[R-sig-finance] Computing implied volatility using fOptions

Kahra Hannu kahra at mpsgr.it
Mon Feb 21 10:27:40 CET 2005


in the early 90s I wrote a working paper, where I studied the behavior of the implicit volatilities of the Finnish FOX index options (as a function of time to expiry). In some cases I got similar results. In those cases time to expiry was commonly less than a week. I reasoned that the prices implied negative volatilities.

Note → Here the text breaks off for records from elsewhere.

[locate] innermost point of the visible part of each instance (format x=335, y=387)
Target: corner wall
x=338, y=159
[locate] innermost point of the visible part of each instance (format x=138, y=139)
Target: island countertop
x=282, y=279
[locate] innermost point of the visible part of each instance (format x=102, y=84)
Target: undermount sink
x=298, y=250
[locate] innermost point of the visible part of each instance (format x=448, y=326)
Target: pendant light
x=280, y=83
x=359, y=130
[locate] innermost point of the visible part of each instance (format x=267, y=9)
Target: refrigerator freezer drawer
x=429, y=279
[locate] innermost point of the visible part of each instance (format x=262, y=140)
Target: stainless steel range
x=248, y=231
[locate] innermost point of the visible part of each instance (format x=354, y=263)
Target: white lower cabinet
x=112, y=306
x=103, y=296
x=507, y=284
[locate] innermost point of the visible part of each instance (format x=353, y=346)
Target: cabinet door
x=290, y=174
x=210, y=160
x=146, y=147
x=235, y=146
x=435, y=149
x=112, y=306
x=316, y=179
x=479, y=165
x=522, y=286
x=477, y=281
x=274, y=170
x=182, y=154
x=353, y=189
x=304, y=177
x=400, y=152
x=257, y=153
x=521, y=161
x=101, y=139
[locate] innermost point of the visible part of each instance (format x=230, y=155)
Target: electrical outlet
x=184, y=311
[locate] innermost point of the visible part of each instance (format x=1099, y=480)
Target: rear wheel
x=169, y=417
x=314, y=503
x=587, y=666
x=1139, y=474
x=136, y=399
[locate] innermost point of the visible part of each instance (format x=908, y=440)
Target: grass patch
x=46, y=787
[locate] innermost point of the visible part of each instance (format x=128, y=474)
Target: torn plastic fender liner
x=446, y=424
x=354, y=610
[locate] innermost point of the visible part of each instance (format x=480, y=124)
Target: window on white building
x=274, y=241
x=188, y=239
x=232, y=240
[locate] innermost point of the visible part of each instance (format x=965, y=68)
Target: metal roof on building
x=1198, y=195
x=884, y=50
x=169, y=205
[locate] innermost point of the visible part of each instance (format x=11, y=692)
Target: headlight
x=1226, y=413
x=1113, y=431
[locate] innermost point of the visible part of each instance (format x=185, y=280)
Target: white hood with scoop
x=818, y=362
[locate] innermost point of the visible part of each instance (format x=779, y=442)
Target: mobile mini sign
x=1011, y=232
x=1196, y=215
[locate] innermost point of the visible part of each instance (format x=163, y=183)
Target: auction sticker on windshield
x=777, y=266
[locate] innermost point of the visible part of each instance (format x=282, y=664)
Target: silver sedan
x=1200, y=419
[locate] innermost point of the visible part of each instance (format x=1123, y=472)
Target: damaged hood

The market was quite young, inefficient and not very liquid.


Hannu Kahra 
Progetti Speciali 
Monte Paschi Asset Management SGR S.p.A. 
Via San Vittore, 37
IT-20123 Milano, Italia 

Tel.: +39 02 43828 754 
Mobile: +39 333 876 1558 
Fax: +39 02 43828 247 
E-mail: kahra at mpsgr.it 
Web: www.mpsam.it 

-----Original Message-----
From: r-sig-finance-bounces at stat.math.ethz.ch
[mailto:r-sig-finance-bounces at stat.math.ethz.ch]On Behalf Of Wojciech
Sent: Thursday, February 17, 2005 8:15 PM
To: r-sig-finance at stat.math.ethz.ch
Subject: [R-sig-finance] Computing implied volatility using fOptions

I have calculated the implied volatility, for the whole history of
option quotes on WIG20 stock index on Warsaw Stock Exchange. The thing
that is wondering me is that for some particular days I get volatility
nearly 0 (e.g. 3.12236893483001e-11). Is it happening because the
option was badly priced those thays (in comparison to Black-Scholes
price) or is it a problem of the algorithm. I am usin the
GBSVolatility() function with settings:

tol <- 10^(-10)
maxiter <- 100000

Are those values good for that, or should I use some other values.